Available: nextjs, react, drizzle, prisma, vitest, jest, playwright, typescript, tailwind, eslint, env


CLI Reference

| Command | What it does | |---------|--------------| | runr | Show status and next actions | | runr run --task <file> | Start a task | | runr continue | Do the next obvious thing | | runr report <id> | View run receipt: diffs, logs, timeline | | runr resume <id> | Resume from checkpoint | | runr intervene <id> | Record manual work | | runr submit <id> --to <branch> | Submit verified checkpoint | | runr meta | Launch meta-agent with workflow context | | runr init | Initialize Runr in a repo | | runr runs bundle <id> | Generate evidence bundle | | runr tools doctor | Check environment health |


Task Files

Tasks are markdown files:

# Add user authentication

## Goal
OAuth2 login with Google.

## Requirements
- Session management
- Protected routes
- Logout functionality

## Success Criteria
- Users can log in with Google
- Session persists across refreshes

Stop Reasons

When Runr stops, it tells you why:

| Reason | What happened | |--------|---------------| | complete | Task finished. Ship it. | | verification_failed_max_retries | Tests failed too many times | | guard_violation | Touched files outside scope | | review_loop_detected | Reviewer kept requesting same changes | | time_budget_exceeded | Ran out of time |

Every stop produces structured diagnostics with next actions.


Philosophy

This isn't magic. Runs fail. The goal is understandable, resumable failure.

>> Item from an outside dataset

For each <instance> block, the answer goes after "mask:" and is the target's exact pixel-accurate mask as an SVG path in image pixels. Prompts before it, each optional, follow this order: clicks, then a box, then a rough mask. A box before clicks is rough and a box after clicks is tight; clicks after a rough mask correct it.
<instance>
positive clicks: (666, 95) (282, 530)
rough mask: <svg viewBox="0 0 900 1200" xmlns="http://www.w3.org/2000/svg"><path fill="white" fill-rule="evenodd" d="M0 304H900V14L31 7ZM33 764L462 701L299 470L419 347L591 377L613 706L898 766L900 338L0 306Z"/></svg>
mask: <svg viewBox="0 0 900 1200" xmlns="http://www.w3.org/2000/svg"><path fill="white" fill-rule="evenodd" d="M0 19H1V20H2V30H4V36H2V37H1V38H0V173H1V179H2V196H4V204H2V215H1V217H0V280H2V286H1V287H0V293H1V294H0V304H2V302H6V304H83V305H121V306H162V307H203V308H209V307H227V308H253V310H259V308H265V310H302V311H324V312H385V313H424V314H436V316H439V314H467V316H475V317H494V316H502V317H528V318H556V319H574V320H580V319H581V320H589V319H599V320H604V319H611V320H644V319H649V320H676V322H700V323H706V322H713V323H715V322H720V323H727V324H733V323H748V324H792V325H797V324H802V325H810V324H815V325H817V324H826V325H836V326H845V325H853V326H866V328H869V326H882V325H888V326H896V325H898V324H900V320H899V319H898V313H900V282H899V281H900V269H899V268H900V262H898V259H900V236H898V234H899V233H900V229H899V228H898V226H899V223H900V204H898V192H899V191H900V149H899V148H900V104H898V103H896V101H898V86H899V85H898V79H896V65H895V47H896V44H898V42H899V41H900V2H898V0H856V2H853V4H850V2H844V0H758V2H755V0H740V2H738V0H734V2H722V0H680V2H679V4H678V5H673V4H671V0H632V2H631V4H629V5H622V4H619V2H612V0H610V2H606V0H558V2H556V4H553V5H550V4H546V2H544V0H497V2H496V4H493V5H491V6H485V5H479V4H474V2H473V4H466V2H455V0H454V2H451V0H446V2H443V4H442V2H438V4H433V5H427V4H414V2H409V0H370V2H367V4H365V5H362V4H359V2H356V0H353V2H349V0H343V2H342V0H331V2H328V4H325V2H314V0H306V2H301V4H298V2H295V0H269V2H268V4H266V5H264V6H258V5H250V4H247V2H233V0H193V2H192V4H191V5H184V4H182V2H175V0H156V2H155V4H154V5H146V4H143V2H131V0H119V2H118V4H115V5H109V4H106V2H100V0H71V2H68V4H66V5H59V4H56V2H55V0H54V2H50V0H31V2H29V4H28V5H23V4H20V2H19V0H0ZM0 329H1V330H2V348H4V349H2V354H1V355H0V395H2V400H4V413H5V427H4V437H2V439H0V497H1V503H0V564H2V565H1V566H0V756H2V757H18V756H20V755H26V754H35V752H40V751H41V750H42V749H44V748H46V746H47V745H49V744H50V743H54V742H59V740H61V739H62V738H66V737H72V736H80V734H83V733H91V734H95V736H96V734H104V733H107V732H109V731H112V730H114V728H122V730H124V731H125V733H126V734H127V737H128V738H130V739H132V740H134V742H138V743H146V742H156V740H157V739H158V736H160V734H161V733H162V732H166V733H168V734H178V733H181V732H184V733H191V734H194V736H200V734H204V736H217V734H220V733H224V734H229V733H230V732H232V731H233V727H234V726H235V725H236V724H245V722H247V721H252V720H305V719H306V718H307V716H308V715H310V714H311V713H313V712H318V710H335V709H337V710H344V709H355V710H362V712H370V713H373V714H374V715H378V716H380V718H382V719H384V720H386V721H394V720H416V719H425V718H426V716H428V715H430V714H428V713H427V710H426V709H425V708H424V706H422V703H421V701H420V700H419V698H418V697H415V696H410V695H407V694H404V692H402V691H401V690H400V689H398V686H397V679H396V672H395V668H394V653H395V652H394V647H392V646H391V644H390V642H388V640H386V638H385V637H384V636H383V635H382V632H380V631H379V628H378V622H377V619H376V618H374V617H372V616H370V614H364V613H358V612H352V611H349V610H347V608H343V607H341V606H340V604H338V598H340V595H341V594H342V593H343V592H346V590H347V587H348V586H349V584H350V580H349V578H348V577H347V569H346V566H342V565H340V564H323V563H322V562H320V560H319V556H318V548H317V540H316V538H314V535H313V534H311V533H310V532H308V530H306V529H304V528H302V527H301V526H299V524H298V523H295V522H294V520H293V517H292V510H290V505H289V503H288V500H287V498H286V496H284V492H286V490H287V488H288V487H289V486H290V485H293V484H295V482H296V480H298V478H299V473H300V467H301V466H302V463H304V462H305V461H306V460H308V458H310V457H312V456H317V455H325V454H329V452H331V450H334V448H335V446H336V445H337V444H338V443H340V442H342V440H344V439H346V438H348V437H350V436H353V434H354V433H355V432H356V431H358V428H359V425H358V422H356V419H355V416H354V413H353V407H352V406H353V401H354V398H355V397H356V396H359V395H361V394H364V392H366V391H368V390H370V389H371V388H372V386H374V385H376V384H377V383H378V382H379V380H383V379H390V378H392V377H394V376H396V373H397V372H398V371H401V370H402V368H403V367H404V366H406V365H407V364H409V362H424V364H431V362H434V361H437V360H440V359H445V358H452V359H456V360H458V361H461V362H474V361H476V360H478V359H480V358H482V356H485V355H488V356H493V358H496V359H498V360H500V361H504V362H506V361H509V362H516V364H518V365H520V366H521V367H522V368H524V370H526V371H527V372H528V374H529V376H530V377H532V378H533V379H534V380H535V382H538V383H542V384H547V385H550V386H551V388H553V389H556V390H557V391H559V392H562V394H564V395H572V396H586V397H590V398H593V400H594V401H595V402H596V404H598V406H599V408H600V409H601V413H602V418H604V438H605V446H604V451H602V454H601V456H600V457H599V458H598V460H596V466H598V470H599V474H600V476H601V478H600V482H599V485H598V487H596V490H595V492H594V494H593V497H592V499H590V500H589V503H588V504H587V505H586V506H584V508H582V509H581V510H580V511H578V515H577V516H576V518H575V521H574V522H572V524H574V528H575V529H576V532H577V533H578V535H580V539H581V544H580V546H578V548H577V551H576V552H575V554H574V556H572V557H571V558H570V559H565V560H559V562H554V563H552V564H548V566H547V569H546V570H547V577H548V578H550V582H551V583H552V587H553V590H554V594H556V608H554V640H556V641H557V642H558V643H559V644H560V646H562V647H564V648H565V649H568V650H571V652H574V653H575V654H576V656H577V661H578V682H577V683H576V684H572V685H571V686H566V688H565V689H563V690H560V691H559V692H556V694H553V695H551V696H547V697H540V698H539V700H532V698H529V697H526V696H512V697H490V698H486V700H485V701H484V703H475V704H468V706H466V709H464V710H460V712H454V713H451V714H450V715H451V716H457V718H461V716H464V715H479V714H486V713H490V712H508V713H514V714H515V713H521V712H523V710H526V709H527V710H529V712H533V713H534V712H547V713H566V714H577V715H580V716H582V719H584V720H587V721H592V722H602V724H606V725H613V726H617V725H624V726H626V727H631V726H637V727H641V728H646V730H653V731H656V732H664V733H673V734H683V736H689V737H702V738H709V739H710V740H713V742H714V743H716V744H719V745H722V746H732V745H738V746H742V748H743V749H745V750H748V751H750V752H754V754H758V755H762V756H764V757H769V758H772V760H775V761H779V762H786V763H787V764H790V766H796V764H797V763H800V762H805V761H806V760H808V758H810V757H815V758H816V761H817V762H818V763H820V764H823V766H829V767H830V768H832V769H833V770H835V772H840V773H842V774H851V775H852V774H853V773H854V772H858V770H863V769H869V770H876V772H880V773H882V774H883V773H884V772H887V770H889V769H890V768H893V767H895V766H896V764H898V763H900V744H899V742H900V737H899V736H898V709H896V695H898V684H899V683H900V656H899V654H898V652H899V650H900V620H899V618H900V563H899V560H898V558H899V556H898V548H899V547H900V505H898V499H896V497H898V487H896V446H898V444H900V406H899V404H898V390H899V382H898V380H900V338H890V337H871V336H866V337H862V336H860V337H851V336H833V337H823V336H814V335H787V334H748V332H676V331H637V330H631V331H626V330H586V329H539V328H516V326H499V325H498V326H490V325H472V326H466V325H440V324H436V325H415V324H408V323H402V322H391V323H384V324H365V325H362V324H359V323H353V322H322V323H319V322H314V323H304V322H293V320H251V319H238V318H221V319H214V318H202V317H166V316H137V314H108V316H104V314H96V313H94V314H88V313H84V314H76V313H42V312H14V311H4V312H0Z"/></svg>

This isn't a chatbot. Task in, code out.

This isn't a code generator. It orchestrates generators.

Agents lie. Logs don't. If it can't prove it, it didn't do it.


Development

npm run build    # compile
npm test         # run tests
npm run dev -- run --task task.md  # run from source

Contributing

See CONTRIBUTING.md.

License

Apache 2.0 — See LICENSE.


Shipping beats rerunning the same milestone twice.